What I am going to write may come across as verbose and stating the obvious, for which I apologise in advance. So here we go...
Why can't I do this?
The short answer is because.
But if you are one for long answers:
Because hundreds of years ago some people started saying, "I had no trouble finding a place to stay," and this form was copied/adopted by others. Was it a calculated move by the first few people to use "finding" and not "to find"? Most probably not. Was it totally random? I don't think so. Languages - though extremely inadequate and reductive forms of communication - have their own internal pervasive but loose logic, so loose at times that we would be better off perhaps calling it "tendency" rather than logic.
Think of the subject of the development of languages and their present forms as history rather than physics or mathematics.

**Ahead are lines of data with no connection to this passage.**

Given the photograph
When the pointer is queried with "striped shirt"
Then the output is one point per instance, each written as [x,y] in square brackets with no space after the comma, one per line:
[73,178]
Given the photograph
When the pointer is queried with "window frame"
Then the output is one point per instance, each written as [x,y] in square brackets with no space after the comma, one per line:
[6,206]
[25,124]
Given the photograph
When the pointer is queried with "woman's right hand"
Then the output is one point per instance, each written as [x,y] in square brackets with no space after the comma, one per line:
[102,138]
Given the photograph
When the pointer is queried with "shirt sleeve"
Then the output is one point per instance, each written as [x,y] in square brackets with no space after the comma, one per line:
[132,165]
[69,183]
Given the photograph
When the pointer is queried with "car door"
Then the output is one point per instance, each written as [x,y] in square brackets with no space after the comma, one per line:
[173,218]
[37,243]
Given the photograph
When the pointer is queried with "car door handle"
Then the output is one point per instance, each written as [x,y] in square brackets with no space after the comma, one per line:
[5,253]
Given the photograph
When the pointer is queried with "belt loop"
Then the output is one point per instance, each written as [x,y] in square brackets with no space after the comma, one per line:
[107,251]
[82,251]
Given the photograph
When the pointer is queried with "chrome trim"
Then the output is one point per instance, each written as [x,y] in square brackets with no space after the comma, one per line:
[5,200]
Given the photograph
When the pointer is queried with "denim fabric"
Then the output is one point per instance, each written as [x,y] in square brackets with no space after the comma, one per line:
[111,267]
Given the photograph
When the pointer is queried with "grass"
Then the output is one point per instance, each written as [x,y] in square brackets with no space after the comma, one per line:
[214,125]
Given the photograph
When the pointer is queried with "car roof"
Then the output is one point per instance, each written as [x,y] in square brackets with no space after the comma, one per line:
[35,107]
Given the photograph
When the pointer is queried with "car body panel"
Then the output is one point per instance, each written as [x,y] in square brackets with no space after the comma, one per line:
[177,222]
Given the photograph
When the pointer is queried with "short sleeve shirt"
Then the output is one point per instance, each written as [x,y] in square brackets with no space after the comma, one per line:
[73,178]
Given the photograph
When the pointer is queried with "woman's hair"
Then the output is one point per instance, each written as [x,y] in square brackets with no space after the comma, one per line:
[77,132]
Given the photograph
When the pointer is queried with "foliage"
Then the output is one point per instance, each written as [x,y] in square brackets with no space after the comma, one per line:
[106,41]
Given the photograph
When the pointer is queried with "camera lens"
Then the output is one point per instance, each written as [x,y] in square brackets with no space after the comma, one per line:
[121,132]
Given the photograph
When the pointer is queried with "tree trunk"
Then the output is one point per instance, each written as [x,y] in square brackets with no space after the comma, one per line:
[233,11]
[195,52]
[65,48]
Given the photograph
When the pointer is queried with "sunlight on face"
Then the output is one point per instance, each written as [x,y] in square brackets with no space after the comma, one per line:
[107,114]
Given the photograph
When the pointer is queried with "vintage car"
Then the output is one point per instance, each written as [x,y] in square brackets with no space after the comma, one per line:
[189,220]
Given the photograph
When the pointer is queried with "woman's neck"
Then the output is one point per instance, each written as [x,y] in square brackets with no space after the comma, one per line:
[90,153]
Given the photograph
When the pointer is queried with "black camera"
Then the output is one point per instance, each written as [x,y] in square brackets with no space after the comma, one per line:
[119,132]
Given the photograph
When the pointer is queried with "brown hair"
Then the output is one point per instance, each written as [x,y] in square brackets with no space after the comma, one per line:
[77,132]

While learning physics, you can argue, you can ask why, you can claim that an alternative is perfectly valid. You can't do that with well-established historical facts. What happened, happened. It could have happened differently but it didn't. The present state of things is the result of what happened.
So what with your actual question?
Is there a logic there? Probably yes. Maybe not.
Is it a good idea to be looking for the logic. I don't think so.
As a non-native speaker of English I set myself some rules years ago which I think have served me well and which you may wish to consider:
- Whatever a native speaker says is right unless proven otherwise.
- Whatever I (i.e. a non-native speaker) say is wrong unless proven otherwise.
- If something "doesn't feel right", first double-check to make sure you have the right form and then keep repeating and using it until the day it "feels right".
I suppose I have not told you anything you don't already know and I apologise if I have wasted your time.